If Unicode is described as a set of rules, we'll be in a world of hurt.


Yeah, one of the heaviest books I own is Unicode 3.0. I keep it on a low shelf so the 
book of rules describing Unicode doesn't fall on me for just that reason. this is 
earthquake country after all  :)


I choose to look at this stuff as the exceptions that make the rule.


I don't really know if it is possible to break down Unicode into more fundamental 
units if you started over. Its complexity is inherent in the nature of the task. My 
own interest is more in getting things done with data and algorithms that use the type 
of material represented by the Unicode standard, more so than the arcania of the 
standard itself.
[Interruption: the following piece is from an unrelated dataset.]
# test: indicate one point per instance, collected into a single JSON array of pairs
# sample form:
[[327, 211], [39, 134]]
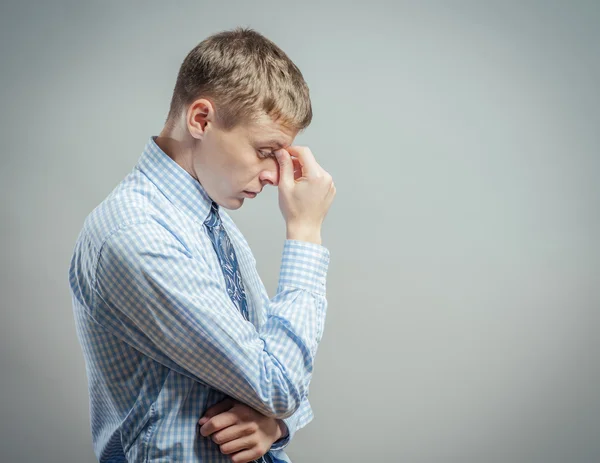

So it doesn't bother me so much that there are exceptions - as long 
as we have the exceptions that everyone agrees on, that is fine by me because it means 
my data and at least some of my algorithms are likely to be preservable across systems.


(On a serious note, these exceptions are exactly what make writing some
sort of is and isn't FAQ pretty darned hard. 

humor
Be careful what you ask for :)
/humor

I can't very well say
that Unicode manipulates characters given certain historical/legacy
conditions and under duress. 

Why not? It is true.

But what if we took a look at it from a different point of view, that the standard is 
a agreed upon set of rules and building blocks for text oriented algorithms? Would 
people start to publish algorithms that extend on the base data provided so we don't 
have to reinvent wheels all the time?

I'm just brainstorming here, this is all just coming to me now. 

If I were to stand in front of a college comp sci class, where the future is all ahead 
of the students, what proportion of time would I want to invest in how much they knew 
about legacy encodings versus how much I could inspire them to build from and extend 
what Unicode provides them?

Seriously, most of the folks on this list that I know personally, and I include myself 
in this category, are approaching or past the halfway point in our careers. What would 
we want the folks who are just starting their careers now to know about Unicode and do 
with it by the time they reach the end of theirs, long after we have stopped working?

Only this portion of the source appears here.